Nograles assured returning overseas Filipino workers (OFWs) that they will receive immediate assistance from the government.

He said the current administration can either grant them livelihood packages, or re-deploy them to other countries like Japan, Canada, Germany, China, and Russia.

“‘Pag dating sa Pilipinas, io-offer naman natin sila ng livelihood packages, io-offer naman natin ang mga training sa TESDA (Upon their return to the Philippines, we can offer livelihood packages or training from the Tesda or the Technical Education and Skills Development Authority),” Nograles said.

“We are opening our communications with Japan, Canada, Germany, China, and Russia, hopefully to accommodate our OFWs.” 

“Io-offer din naman natin ang kanilang re-deployment (We can also offer their re-deployment) if they want to work again overseas but no longer in the Middle East. Kaya nga pinagbubuksan natin ang ating (That’s why we are opening our) communications with Japan, Canada, Germany, China, [and] Russia, hopefully to accommodate our OFWs,” he added.

Nograles said OFWs, who will be repatriated from Iraq and have excellent construction skills, can also join the government in its implementation of the ambitious “Build, Build, Build” infrastructure program.

“In fact, all of our infrastructure projects are all over the country so it does not matter kung saan man sila nakatira (where they live). Kasi syempre kapag sinabi mong OFWs (When you say OFWs), they come from different regions,” he said.

“But all of our regions will be beneficiaries ng mga infrastructure projects ng gobyerno (of the government’s infrastructure projects).

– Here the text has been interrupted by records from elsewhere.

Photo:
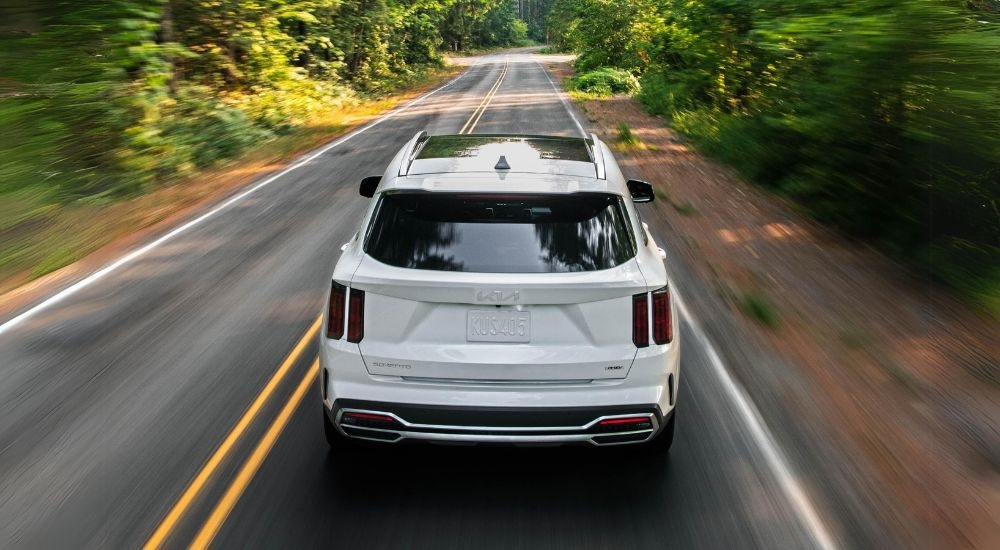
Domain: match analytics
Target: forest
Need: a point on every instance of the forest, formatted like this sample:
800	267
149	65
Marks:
878	117
110	98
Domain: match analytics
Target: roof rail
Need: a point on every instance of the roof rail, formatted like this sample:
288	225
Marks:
598	158
410	151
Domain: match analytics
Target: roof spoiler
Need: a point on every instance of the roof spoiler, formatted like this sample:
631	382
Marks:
410	151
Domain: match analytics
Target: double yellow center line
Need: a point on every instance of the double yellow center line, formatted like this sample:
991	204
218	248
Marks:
250	467
470	124
210	528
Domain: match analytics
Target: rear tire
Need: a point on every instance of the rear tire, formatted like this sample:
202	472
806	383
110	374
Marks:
665	439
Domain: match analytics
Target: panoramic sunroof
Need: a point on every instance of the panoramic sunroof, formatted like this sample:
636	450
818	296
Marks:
550	148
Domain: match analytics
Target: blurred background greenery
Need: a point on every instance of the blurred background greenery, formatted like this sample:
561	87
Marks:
104	101
879	117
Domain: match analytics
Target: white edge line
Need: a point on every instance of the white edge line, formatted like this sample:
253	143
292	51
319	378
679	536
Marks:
776	460
113	266
562	99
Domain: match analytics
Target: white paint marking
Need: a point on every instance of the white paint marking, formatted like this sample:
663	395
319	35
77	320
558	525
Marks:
776	460
756	426
113	266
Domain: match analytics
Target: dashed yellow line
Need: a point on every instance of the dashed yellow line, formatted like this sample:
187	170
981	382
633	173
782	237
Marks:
250	467
470	124
177	512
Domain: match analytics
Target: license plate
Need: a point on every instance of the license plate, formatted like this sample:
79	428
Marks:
499	325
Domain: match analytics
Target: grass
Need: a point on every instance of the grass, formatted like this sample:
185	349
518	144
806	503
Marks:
39	235
758	307
626	136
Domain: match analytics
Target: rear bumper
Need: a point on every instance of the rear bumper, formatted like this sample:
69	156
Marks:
397	423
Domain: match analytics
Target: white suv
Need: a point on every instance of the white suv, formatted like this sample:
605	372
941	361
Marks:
501	289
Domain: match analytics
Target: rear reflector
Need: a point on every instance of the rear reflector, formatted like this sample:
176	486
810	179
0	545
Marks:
335	317
356	316
663	330
640	320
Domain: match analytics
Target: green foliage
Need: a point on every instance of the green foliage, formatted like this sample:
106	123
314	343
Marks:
107	99
758	307
625	134
879	117
606	81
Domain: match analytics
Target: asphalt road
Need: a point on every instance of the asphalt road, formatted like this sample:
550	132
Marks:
115	397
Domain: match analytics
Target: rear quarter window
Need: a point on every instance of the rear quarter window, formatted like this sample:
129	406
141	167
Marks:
493	233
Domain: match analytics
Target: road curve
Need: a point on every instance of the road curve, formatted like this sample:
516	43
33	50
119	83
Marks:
116	397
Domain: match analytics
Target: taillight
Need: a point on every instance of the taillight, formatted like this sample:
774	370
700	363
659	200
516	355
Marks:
356	316
640	320
663	329
335	319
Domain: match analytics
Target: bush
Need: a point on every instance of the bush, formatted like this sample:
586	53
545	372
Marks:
606	81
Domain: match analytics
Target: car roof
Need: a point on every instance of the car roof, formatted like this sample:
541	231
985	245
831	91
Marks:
502	162
521	155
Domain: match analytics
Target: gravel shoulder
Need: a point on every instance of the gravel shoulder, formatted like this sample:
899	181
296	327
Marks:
884	390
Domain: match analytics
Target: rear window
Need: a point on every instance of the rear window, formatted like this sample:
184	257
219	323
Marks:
501	233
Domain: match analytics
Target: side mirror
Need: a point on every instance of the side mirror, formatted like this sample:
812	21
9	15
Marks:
369	185
640	191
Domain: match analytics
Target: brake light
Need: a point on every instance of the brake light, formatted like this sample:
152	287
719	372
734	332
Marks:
663	327
640	320
356	316
636	420
335	317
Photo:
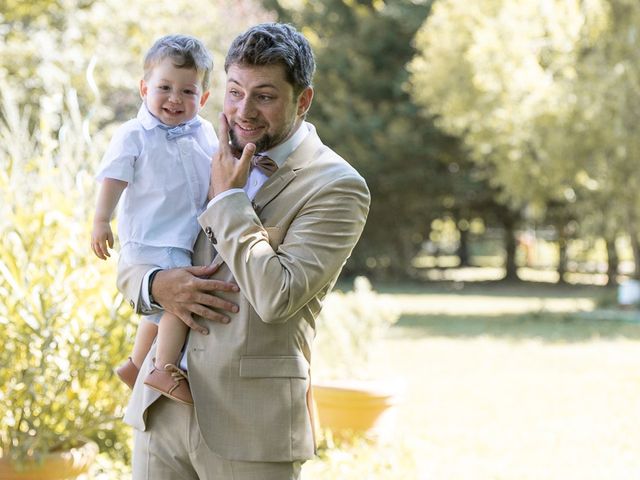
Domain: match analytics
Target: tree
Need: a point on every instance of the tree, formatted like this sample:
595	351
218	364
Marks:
363	110
524	83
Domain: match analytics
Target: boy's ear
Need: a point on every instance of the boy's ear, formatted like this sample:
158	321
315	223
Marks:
143	88
204	98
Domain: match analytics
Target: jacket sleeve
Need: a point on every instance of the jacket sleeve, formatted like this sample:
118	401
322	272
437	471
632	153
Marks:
279	280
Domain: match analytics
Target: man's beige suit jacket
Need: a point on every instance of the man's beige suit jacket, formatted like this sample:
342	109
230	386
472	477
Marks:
250	377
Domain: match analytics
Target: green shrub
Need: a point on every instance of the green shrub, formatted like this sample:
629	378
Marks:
63	326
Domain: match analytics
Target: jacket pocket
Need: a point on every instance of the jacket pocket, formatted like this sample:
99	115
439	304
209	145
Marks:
276	235
274	366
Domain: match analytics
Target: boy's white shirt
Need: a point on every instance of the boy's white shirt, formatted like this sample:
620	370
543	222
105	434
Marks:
154	209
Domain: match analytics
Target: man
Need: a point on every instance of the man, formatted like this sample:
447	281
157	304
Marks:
283	238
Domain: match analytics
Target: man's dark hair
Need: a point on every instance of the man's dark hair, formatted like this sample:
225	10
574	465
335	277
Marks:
275	43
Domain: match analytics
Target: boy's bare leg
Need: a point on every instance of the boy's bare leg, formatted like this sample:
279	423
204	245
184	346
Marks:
172	333
128	371
145	336
166	377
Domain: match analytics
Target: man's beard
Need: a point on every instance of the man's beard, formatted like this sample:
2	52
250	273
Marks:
263	144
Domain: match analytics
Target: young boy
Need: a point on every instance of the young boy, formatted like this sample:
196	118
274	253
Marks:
162	158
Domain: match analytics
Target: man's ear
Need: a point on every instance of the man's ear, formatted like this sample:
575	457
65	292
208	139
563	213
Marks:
143	88
304	101
204	98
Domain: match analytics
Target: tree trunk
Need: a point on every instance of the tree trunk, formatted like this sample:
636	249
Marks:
463	248
612	262
562	255
511	269
635	248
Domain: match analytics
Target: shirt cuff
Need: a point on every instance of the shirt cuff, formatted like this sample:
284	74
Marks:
226	193
147	306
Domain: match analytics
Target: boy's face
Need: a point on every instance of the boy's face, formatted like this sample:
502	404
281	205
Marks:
173	95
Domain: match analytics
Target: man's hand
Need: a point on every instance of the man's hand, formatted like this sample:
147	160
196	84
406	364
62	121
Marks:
185	291
228	172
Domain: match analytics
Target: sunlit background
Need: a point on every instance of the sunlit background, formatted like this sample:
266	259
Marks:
497	275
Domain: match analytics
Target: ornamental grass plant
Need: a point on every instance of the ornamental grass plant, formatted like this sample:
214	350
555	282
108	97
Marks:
62	324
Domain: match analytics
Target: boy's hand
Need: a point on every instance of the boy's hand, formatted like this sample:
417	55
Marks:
100	238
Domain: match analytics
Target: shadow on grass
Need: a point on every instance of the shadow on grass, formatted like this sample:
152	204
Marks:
499	288
543	326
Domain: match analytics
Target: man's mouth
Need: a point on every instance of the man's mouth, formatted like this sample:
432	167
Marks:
248	130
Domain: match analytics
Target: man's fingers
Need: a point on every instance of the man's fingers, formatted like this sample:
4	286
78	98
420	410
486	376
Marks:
192	324
247	155
209	314
213	301
224	132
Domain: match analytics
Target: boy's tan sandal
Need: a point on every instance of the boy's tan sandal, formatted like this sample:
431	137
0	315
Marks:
171	382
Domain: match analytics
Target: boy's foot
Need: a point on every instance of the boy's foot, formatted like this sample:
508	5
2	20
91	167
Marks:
171	382
128	372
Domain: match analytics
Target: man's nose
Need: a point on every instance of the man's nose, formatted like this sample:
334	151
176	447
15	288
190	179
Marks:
246	108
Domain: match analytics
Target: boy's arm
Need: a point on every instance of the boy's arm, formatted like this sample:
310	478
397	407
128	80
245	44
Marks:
108	197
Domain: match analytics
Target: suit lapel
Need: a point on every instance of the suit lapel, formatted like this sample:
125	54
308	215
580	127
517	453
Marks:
309	149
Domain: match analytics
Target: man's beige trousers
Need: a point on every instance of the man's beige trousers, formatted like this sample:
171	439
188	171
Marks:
172	448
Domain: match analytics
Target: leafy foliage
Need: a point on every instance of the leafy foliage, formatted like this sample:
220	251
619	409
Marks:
363	110
63	327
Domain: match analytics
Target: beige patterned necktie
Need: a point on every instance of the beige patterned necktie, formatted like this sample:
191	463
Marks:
265	164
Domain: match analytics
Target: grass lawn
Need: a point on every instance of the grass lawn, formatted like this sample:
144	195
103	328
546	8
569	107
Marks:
507	382
523	381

So kahit doon sa kanilang sariling region or sa kanilang sarili probinsya, siguradong may project doon na pwede nilang pag-trabahuhan (So they can work in their region or province because there are infrastructure projects there),” Nograles added.

The government has allotted around P9 trillion for the implementation of around 100 key infrastructure projects and over 10,000 small infrastructure projects under the “Build, Build, Build” program.

Around 38 of the 100 big-ticket infrastructure projects are expected to be completed by 2022, while 22 are “partially operational or substantially completed” and the remaining 40 would be finished “beyond 2022.”

The 35 big ticket infrastructure projects are ongoing, 32 will commence construction in the next six to eight months, 21 are in the advanced stages of government approval, and 12 in the advanced stages of a feasibility study.